A Casa da Mulher Brasileira faz parte do programa carro-chefe da Secretaria, chamado “Mulher, Viver Sem Violência”, que desde 2013 integra uma série de ações de proteção à mulher, com o trabalho conjunto dos governos federais, estaduais e municipais, além do Sistema de Justiça, Saúde e Educação. A iniciativa acolhe e abriga as vítimas de violência e oferece no mesmo espaço delegacias, juizados, promotoria, defensorias, equipes de atendimento psicossociais e orientação para emprego.

Além disso, o programa otimizou o funcionamento do canal de denúncias Ligue 180, equipou os hospitais de referência para coletar e armazenar vestígios de estupro, instalou centros de segurança binacionais nas fronteiras do Brasil para coibir o tráfico de mulheres, realizou campanhas de conscientização e criou unidades móveis de atendimento às vítimas de violência, montados em ônibus e barcos.

Por dia, pelo menos 15 mulheres morrem no Brasil vítimas de violência, segundo dados do Instituto de Pesquisas Econômicas Aplicadas (Ipea), divulgados em setembro. O país registra uma média de 5.664 mortes de mulheres por causas violentas a cada ano. Mesmo com a Lei Maria da Penha, que pune com rigor os agressores, os dados mostram que não houve redução das taxas anuais de mortalidade de mulheres: entre 2001 e 2006, 5,28 de cada 100 mil mulheres morrem vítimas de violência; entre 2007 e 2011, após a vigência da legislação, a média passou para 5,22.

A região com o maior número de ocorrências foi o Nordeste, com 6,9 óbitos por 100 mil mulheres. Já a região Sul foi a que registrou menos mortes, com uma 5,08 a cada 100 mil mulheres. Os estados com as maiores taxas foram Espírito Santo (11,24), Bahia (9,08) e Alagoas (8,84) e os com as menores foram Piauí (2,71), Santa Catarina (3,28) e São Paulo (3,74).
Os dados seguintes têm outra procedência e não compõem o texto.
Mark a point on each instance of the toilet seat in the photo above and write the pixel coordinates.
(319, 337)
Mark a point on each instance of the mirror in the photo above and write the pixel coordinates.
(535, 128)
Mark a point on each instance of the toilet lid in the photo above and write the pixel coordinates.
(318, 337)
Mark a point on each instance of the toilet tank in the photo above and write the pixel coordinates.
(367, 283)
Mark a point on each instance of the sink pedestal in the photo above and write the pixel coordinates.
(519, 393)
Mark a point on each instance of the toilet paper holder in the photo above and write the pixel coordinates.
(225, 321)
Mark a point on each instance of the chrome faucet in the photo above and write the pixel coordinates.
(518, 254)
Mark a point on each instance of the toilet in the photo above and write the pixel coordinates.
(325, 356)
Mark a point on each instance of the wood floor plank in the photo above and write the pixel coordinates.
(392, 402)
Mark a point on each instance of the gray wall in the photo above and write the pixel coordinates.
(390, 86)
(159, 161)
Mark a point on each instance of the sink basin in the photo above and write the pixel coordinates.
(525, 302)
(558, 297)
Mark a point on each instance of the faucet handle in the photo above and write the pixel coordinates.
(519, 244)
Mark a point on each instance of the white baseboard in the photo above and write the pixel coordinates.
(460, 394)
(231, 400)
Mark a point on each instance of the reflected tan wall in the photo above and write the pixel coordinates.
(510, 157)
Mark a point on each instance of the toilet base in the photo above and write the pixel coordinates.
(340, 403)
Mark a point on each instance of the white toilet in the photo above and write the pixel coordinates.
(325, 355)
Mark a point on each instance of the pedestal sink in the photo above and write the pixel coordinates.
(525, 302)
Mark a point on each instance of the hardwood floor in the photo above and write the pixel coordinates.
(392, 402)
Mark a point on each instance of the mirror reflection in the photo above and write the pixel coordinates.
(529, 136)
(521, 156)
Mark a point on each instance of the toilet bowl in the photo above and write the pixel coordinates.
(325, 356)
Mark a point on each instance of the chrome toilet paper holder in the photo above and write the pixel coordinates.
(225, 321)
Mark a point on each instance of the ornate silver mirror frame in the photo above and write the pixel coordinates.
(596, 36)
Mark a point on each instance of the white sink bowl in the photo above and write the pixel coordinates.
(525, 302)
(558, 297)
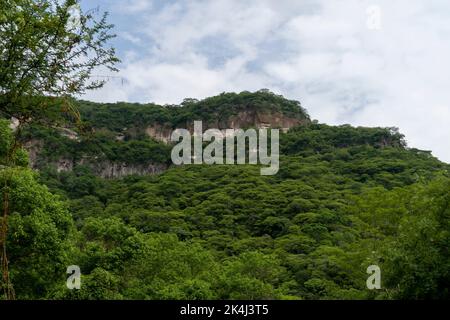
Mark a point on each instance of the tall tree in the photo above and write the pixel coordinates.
(49, 50)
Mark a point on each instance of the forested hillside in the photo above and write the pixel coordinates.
(344, 198)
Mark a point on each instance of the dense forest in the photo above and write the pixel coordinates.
(344, 198)
(93, 185)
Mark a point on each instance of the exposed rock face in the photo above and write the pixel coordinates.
(33, 148)
(159, 132)
(243, 120)
(109, 170)
(247, 118)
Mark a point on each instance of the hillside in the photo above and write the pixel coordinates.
(344, 198)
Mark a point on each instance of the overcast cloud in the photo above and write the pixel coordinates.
(336, 57)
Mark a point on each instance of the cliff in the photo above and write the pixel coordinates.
(124, 138)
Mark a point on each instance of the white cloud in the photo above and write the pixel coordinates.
(319, 52)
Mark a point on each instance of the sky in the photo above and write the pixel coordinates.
(365, 63)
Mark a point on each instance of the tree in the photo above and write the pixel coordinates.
(47, 55)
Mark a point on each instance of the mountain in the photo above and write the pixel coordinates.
(123, 138)
(344, 200)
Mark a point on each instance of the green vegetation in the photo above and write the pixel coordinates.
(345, 198)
Ao todo, 54% das vítimas tinham entre 20 e 39 anos e 61% eram negras. A maior parte das vítimas foi assassinada com armas de fogo (50%). Quase metade (48%) tinha no máximo até oito anos de estudo. Vale atentar que os dados levam em conta apenas as mortes e que a violência contra a mulher compreende também agressões verbais, abuso emocional e violência física e sexual, segundo o Ipea.